Le salut entre professeur et élèves
S’il n’est pas nécessaire de s’étendre sur le salut des élèves au professeur qui est aisément compréhensible. En revanche, il ne faut pas oublier ce que le professeur exprime quand il salue les élèves. Le professeur remercie les élèves de leur présence, car ce sont les élèves qui justifient l’existence du professeur. Sans élève un professeur n’est rien. Seul sur le tatami, il serait inutile. Il les remercie de la confiance qui lui est donnée, car, dans l’enseignement traditionnel, l’élève fait le vide en lui pour se laisser imprégner profondément par l’enseignement donné. Il est dans un état d’ouverture et d’abandon qui permet de réaliser cette fusion entre maître et élève qui conduit, au plus haut niveau, à la notion d’enseignement « in shin den shin » (de mon âme à ton âme).

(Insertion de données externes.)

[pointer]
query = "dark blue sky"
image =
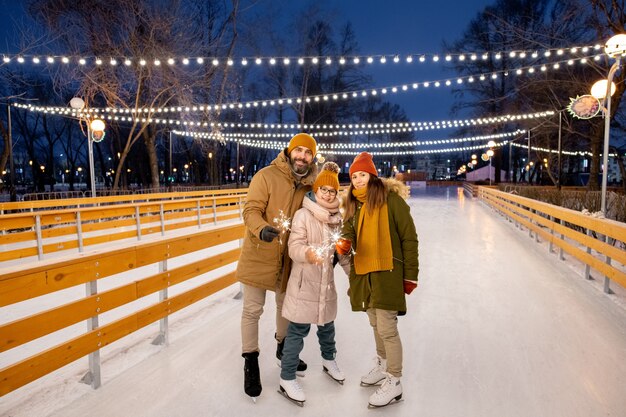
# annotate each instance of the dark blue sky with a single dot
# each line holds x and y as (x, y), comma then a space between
(381, 27)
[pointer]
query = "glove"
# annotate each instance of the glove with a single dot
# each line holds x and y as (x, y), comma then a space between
(343, 246)
(312, 258)
(269, 233)
(409, 286)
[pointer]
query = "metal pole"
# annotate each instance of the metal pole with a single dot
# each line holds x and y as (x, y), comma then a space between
(91, 163)
(510, 167)
(607, 126)
(169, 170)
(558, 178)
(237, 167)
(12, 190)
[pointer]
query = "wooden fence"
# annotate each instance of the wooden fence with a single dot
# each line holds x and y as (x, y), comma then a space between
(598, 243)
(46, 277)
(37, 230)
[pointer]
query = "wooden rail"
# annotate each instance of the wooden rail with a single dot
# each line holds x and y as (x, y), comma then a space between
(37, 233)
(35, 205)
(597, 243)
(47, 277)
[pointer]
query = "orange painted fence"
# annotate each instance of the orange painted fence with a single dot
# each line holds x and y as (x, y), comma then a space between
(598, 243)
(46, 277)
(39, 228)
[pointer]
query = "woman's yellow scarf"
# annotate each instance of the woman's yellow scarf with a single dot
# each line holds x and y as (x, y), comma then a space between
(373, 241)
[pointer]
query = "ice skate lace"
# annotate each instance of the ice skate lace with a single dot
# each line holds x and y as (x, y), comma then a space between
(296, 385)
(377, 367)
(385, 386)
(332, 366)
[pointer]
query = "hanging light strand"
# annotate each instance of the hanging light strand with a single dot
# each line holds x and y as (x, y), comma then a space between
(247, 61)
(339, 147)
(338, 129)
(347, 95)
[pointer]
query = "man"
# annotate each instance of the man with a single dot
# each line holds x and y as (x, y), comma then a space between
(275, 191)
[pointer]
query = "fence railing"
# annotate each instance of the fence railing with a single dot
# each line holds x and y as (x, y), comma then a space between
(48, 277)
(598, 243)
(48, 204)
(81, 223)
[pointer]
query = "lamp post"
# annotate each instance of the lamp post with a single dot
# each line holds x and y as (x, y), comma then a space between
(490, 153)
(95, 133)
(604, 89)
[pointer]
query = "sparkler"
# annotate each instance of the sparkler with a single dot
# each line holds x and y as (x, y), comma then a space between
(282, 223)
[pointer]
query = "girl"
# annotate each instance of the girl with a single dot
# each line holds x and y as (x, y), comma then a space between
(311, 296)
(384, 267)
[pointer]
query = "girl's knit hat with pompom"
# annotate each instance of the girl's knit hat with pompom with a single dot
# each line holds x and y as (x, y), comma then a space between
(329, 176)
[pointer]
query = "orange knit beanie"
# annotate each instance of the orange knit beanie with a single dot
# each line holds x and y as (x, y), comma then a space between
(328, 177)
(363, 162)
(302, 139)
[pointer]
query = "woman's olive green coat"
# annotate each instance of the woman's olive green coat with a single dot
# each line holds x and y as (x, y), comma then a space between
(385, 289)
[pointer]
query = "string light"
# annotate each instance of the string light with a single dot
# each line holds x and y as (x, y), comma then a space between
(346, 148)
(321, 130)
(301, 60)
(528, 70)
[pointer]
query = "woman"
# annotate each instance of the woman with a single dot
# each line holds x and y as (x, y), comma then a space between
(383, 240)
(311, 296)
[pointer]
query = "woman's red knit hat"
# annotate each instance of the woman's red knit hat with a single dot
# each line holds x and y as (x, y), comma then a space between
(363, 162)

La responsabilité du professeur est donc grande au vu de la confiance qui lui est faite. En outre, comme il a été dit plus haut le professeur remercie aussi pour ce que lui-même va recevoir des élèves. Les interrogations, les tâtonnements des élèves, sont autant d’occasions qui sont données au professeur pour améliorer sa pédagogie, sa pratique, et sa manière de transmettre son savoir.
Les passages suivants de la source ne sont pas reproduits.